INDIAN PRIME minister Manmohan Singh’s administration caved in to opposition pressure yesterday by suspending plans to open the $450 billion retail sector to foreign supermarkets like Walmart and Tesco.
Finance minister Pranab Mukherjee told parliament that foreign direct investment (FDI) was “suspended until a consensus is developed through consultations with various stakeholders”, rowing back on its earlier reiterations of implementing it at any cost. Mr Mukherjee declined to elaborate on how long that process would take or whether the policy would be implemented.
Sushma Swaraj, parliamentary leader of the main opposition Hindu nationalist Bharatiya Janata party which led the fight against FDI reform, gloated over its victory.
“Bowing to popular sentiment is not a defeat for the government,” Ms Swaraj patronisingly said. “It is a great victory for democracy.”
Ruling Congress party MPs too admitted the pullback from FDI was a “damaging blow” to Mr Singh’s government. Last month, it had declared it would push through the reform.

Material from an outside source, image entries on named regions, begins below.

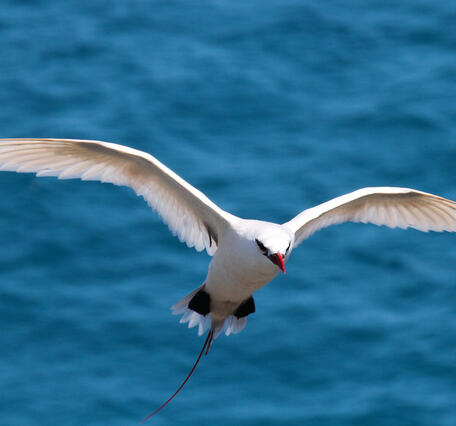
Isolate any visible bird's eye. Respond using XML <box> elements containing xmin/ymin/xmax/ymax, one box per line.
<box><xmin>255</xmin><ymin>239</ymin><xmax>268</xmax><ymax>254</ymax></box>
<box><xmin>285</xmin><ymin>241</ymin><xmax>291</xmax><ymax>256</ymax></box>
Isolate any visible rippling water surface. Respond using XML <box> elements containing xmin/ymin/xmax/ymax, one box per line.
<box><xmin>0</xmin><ymin>0</ymin><xmax>456</xmax><ymax>426</ymax></box>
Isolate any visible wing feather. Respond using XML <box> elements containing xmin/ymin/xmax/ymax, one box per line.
<box><xmin>0</xmin><ymin>139</ymin><xmax>237</xmax><ymax>255</ymax></box>
<box><xmin>284</xmin><ymin>187</ymin><xmax>456</xmax><ymax>246</ymax></box>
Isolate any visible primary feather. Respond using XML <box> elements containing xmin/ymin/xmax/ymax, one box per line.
<box><xmin>0</xmin><ymin>139</ymin><xmax>233</xmax><ymax>255</ymax></box>
<box><xmin>284</xmin><ymin>187</ymin><xmax>456</xmax><ymax>247</ymax></box>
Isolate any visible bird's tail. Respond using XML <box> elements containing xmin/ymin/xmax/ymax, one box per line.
<box><xmin>171</xmin><ymin>284</ymin><xmax>247</xmax><ymax>340</ymax></box>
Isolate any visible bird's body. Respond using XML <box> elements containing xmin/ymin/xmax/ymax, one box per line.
<box><xmin>0</xmin><ymin>139</ymin><xmax>456</xmax><ymax>420</ymax></box>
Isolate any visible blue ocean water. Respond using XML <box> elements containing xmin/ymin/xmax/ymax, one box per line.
<box><xmin>0</xmin><ymin>0</ymin><xmax>456</xmax><ymax>426</ymax></box>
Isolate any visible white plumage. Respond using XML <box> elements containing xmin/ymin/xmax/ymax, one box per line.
<box><xmin>0</xmin><ymin>139</ymin><xmax>456</xmax><ymax>344</ymax></box>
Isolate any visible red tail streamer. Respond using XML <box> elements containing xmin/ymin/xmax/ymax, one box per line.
<box><xmin>141</xmin><ymin>330</ymin><xmax>214</xmax><ymax>423</ymax></box>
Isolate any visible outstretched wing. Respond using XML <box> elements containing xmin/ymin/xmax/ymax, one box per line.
<box><xmin>284</xmin><ymin>187</ymin><xmax>456</xmax><ymax>246</ymax></box>
<box><xmin>0</xmin><ymin>139</ymin><xmax>235</xmax><ymax>255</ymax></box>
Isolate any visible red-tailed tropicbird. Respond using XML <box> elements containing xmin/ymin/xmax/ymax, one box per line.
<box><xmin>0</xmin><ymin>139</ymin><xmax>456</xmax><ymax>420</ymax></box>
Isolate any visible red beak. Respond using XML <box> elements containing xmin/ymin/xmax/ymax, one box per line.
<box><xmin>268</xmin><ymin>252</ymin><xmax>285</xmax><ymax>273</ymax></box>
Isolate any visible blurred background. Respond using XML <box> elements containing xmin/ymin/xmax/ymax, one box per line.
<box><xmin>0</xmin><ymin>0</ymin><xmax>456</xmax><ymax>426</ymax></box>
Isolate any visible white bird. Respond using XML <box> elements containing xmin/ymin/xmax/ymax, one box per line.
<box><xmin>0</xmin><ymin>139</ymin><xmax>456</xmax><ymax>420</ymax></box>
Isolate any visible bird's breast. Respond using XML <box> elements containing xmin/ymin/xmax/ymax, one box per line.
<box><xmin>206</xmin><ymin>245</ymin><xmax>279</xmax><ymax>303</ymax></box>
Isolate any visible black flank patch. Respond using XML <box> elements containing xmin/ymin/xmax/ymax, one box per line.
<box><xmin>188</xmin><ymin>290</ymin><xmax>211</xmax><ymax>315</ymax></box>
<box><xmin>234</xmin><ymin>296</ymin><xmax>255</xmax><ymax>318</ymax></box>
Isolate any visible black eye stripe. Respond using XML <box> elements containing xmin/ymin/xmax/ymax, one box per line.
<box><xmin>255</xmin><ymin>239</ymin><xmax>268</xmax><ymax>253</ymax></box>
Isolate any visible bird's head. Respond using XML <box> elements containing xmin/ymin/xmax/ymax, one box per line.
<box><xmin>251</xmin><ymin>229</ymin><xmax>293</xmax><ymax>273</ymax></box>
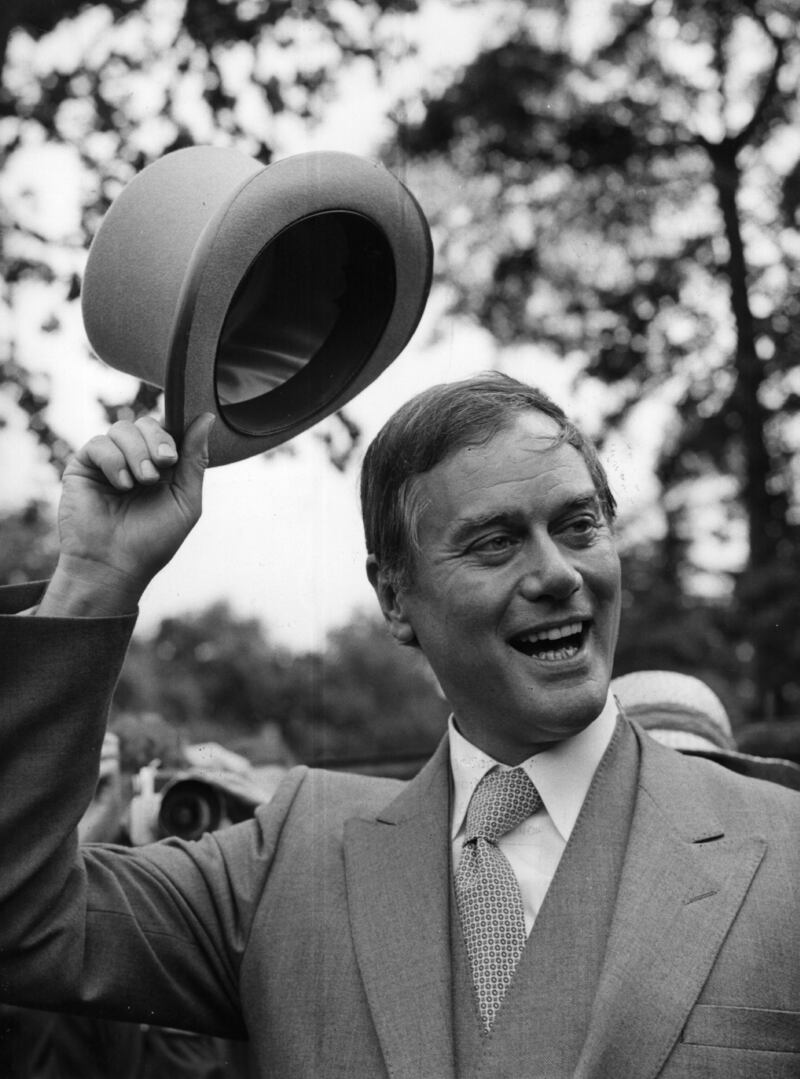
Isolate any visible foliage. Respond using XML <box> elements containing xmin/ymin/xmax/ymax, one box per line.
<box><xmin>0</xmin><ymin>502</ymin><xmax>58</xmax><ymax>585</ymax></box>
<box><xmin>0</xmin><ymin>0</ymin><xmax>417</xmax><ymax>472</ymax></box>
<box><xmin>390</xmin><ymin>0</ymin><xmax>800</xmax><ymax>709</ymax></box>
<box><xmin>114</xmin><ymin>603</ymin><xmax>447</xmax><ymax>763</ymax></box>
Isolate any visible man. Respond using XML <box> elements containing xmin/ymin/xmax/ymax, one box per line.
<box><xmin>0</xmin><ymin>374</ymin><xmax>800</xmax><ymax>1079</ymax></box>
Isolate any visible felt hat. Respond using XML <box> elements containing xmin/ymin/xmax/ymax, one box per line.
<box><xmin>82</xmin><ymin>147</ymin><xmax>432</xmax><ymax>465</ymax></box>
<box><xmin>611</xmin><ymin>670</ymin><xmax>800</xmax><ymax>790</ymax></box>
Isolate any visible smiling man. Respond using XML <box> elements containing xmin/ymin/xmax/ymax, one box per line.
<box><xmin>0</xmin><ymin>373</ymin><xmax>800</xmax><ymax>1079</ymax></box>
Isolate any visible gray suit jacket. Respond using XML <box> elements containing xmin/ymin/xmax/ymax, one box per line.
<box><xmin>0</xmin><ymin>591</ymin><xmax>800</xmax><ymax>1079</ymax></box>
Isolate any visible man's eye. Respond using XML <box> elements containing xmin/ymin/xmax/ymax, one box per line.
<box><xmin>565</xmin><ymin>514</ymin><xmax>600</xmax><ymax>538</ymax></box>
<box><xmin>472</xmin><ymin>535</ymin><xmax>514</xmax><ymax>555</ymax></box>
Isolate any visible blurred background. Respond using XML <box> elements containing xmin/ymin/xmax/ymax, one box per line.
<box><xmin>0</xmin><ymin>0</ymin><xmax>800</xmax><ymax>775</ymax></box>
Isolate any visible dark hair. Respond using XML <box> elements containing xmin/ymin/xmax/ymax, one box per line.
<box><xmin>361</xmin><ymin>371</ymin><xmax>616</xmax><ymax>587</ymax></box>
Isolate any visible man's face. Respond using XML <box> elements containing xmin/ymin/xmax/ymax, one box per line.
<box><xmin>384</xmin><ymin>410</ymin><xmax>620</xmax><ymax>764</ymax></box>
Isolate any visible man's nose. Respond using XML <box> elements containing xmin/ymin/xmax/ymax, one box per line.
<box><xmin>519</xmin><ymin>536</ymin><xmax>583</xmax><ymax>600</ymax></box>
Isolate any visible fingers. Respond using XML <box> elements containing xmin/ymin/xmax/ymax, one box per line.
<box><xmin>173</xmin><ymin>412</ymin><xmax>215</xmax><ymax>507</ymax></box>
<box><xmin>77</xmin><ymin>416</ymin><xmax>178</xmax><ymax>491</ymax></box>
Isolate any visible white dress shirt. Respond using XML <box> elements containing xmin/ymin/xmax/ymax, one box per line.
<box><xmin>449</xmin><ymin>694</ymin><xmax>618</xmax><ymax>932</ymax></box>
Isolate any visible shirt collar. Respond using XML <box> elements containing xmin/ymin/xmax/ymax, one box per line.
<box><xmin>448</xmin><ymin>693</ymin><xmax>618</xmax><ymax>843</ymax></box>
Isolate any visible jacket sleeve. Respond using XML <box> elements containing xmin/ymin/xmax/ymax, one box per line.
<box><xmin>0</xmin><ymin>590</ymin><xmax>303</xmax><ymax>1037</ymax></box>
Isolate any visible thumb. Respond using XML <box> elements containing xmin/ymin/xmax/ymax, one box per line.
<box><xmin>173</xmin><ymin>412</ymin><xmax>216</xmax><ymax>510</ymax></box>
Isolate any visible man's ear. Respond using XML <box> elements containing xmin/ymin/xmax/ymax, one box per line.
<box><xmin>367</xmin><ymin>555</ymin><xmax>417</xmax><ymax>644</ymax></box>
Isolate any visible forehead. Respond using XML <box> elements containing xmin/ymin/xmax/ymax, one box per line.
<box><xmin>415</xmin><ymin>410</ymin><xmax>595</xmax><ymax>531</ymax></box>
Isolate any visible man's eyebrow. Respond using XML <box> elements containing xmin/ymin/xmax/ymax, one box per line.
<box><xmin>450</xmin><ymin>490</ymin><xmax>602</xmax><ymax>543</ymax></box>
<box><xmin>553</xmin><ymin>491</ymin><xmax>602</xmax><ymax>522</ymax></box>
<box><xmin>450</xmin><ymin>509</ymin><xmax>523</xmax><ymax>543</ymax></box>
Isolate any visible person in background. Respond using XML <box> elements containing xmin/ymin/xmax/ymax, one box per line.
<box><xmin>0</xmin><ymin>372</ymin><xmax>800</xmax><ymax>1079</ymax></box>
<box><xmin>611</xmin><ymin>670</ymin><xmax>800</xmax><ymax>791</ymax></box>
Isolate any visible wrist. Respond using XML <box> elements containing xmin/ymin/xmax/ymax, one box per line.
<box><xmin>37</xmin><ymin>555</ymin><xmax>146</xmax><ymax>618</ymax></box>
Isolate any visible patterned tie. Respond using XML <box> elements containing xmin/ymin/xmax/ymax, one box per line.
<box><xmin>456</xmin><ymin>768</ymin><xmax>542</xmax><ymax>1034</ymax></box>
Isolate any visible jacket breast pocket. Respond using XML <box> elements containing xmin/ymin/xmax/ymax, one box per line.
<box><xmin>680</xmin><ymin>1005</ymin><xmax>800</xmax><ymax>1053</ymax></box>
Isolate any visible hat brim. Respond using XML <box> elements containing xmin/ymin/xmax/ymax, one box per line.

This renunciation also increases pressure on Mr Singh’s crisis-ridden government.
Market analysts said the FDI suspension was yet another example of the government’s policy paralysis and inconsistency that has made overseas investors apprehensive about India.
The initial decision to allow foreign companies to own 51 per cent of supermarkets in major cities and 100 per cent of single-brand stores was hailed by the local business community across India.
The government claimed that foreign retailers would ensure better prices for farmers by cutting out middlemen and upgrading the country’s road, storage and transportation infrastructure. It would also ensure lower prices for the consumers, create new jobs and reduce crop wastage. But opposition parties claimed it would signal the end of local mom-and-pop stores that are the heart of Indian retailing.